Je sais, je sais, de certaines téléréalités débiles aux bars de danseuses en passant par l'industrie du sexe au grand complet, l'avilissement est au rendez-vous tous les jours.

Mais quand la stupidité arrive au grand galop avec des concours de bars où on invite des filles à se pavaner en bikini pour que l'on puisse juger leurs formes, ou alors quand la bêtise se tartine prodigalement sur Facebook avec des invitations aux auditrices d'une station de radio à photographier leur poitrine décorée, la réalité saute aux yeux trop fort pour qu'on l'ignore.

Oh, et j'oubliais, il y a aussi le bar à danseuses érotiques de Québec qui fait gagner des implants mammaires.

N'y a-t-il pas moyen de s'amuser autrement?

Ce n'est pas parce que des femmes acceptent de faire toutes sortes de bassesses qu'il faut les encourager à le faire.

Si votre aîné promet mer et monde à son frère cadet en échange d'humiliations et que le petit accepte, allez-vous intervenir ou trouver tout ça fort rigolo?

Vous allez intervenir parce que vous savez qu'on ne laisse pas un humain vulnérable en exploiter un autre de la sorte.

N'est-ce pas que vous allez intervenir?

Oui je sais, je sais. Le sexe ce n'est pas nouveau et ses dérives ne sont pas à la veille de disparaître.
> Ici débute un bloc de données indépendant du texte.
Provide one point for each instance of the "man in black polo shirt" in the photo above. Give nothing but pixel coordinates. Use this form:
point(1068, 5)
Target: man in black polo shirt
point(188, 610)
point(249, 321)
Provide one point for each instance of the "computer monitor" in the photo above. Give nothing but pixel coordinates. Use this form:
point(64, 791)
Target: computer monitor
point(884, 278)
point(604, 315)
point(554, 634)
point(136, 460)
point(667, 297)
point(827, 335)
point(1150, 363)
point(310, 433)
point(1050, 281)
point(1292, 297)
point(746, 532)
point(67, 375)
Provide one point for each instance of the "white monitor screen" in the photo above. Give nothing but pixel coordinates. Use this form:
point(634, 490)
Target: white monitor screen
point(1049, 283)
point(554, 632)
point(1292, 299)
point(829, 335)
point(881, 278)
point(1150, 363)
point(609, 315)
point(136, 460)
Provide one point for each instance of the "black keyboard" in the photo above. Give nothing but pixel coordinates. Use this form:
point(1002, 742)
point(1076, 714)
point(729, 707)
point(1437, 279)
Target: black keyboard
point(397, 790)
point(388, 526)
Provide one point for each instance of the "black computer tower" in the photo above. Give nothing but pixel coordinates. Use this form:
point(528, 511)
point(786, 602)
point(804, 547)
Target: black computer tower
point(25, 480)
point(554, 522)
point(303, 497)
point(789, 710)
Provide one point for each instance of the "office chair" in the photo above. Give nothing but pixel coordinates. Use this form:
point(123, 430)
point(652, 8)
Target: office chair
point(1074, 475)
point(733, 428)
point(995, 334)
Est-ce une raison, cependant, de ne pas demander de vivre dans une société qui le traite de façon civilisée? Depuis le début de l'humanité, on a appris à faire du feu, à cultiver les terres autour de nous, à utiliser la fourchette, à ne pas se décrotter les orteils en public et à aller sur la Lune. On peut sûrement apprendre à vivre sans concours de «plottes à cash», non?

Sans tomber dans la mièvrerie dont est englué le paysage actuel commercial pré-Saint-Valentin, peut-on se comporter comme des créatures qui ne marchent plus à quatre pattes et qui ont appris à s'exprimer sans hurler comme des orangs-outans?

L'idée de ces concours est grotesque et leur ridicule demanderait à être traité en riant si ce n'était des drames qui découlent de notre nonchalance devant la glorification de cette sexualité caricaturale.

La semaine dernière, par exemple, une jeune Britannique est morte à la suite d'une opération de chirurgie plastique visant à arrondir et à raffermir ses fesses.

Oui. Comme l'ex-Miss Argentine, l'an dernier.

La nouvelle frontière des angoisses de celles qui croient devoir correspondre aux modèles présentés comme idéal féminin - pas tant dans la pub cette fois que dans les bars de danseuses ou les films pornos - est en effet le fessier rebondissant comme un ballon de soccer.

Après la taille minuscule, les jambes filiformes prépubères, les seins très hauts et très ronds et les bras baguettes, le portrait-robot en trois dimensions de la femme idéale selon la sous-culture de l'hypersexualisation comprend en effet maintenant la fesse ultra bombée qui fait écho à l'autre double rondeur siliconée.

Heureusement, au Québec on n'en a pas encore fait un concours, mais allez sur l'internet voir des images de la fesse «améliorée» version 2011, elle est aussi surnaturelle que la poitrine qui généralement l'accompagne.

En fait, je reviens sur ce que j'ai dit. N'allez pas sur l'internet. Une nouvelle recherche de l'Université de Haïfa, en Israël, effectuée auprès de 248 adolescentes montre une corrélation entre l'assiduité sur les réseaux sociaux - oui, Facebook - et les troubles de comportements alimentaires. Et en revanche, le contrôle parental de l'utilisation de l'internet diminue le risque.

Est-ce parce que les réseaux sociaux apportent à ces jeunes quelque chose qui manque typiquement aux victimes de troubles alimentaires? Ou est-ce parce que ces réseaux mènent aux troubles alimentaires, l'étude ne le dit pas.

Mais il est clair que des concours comme ceux lancés par NRJ sur Facebook et que la prolifération de photos sexy affichées partout ne doivent certainement pas aider celles qui n'aiment pas leur corps et aimeraient le changer. Public typique aussi, de ces chirurgies pratiquées chez des femmes de plus en plus jeunes.

Ajoutez à ça les concours de «plotte» et vous avez un univers où ne peut pratiquement que sévir une perception de ce que doivent être les corps et le sexe qui tient de la bande dessinée. Est-ce ainsi, pensez-vous, qu'on peut devenir un adulte heureux?

Peut-on donc, s'il vous plaît, arrêter d'organiser de tels jeux, d'y participer, de les encourager et même, d'y rester indifférents?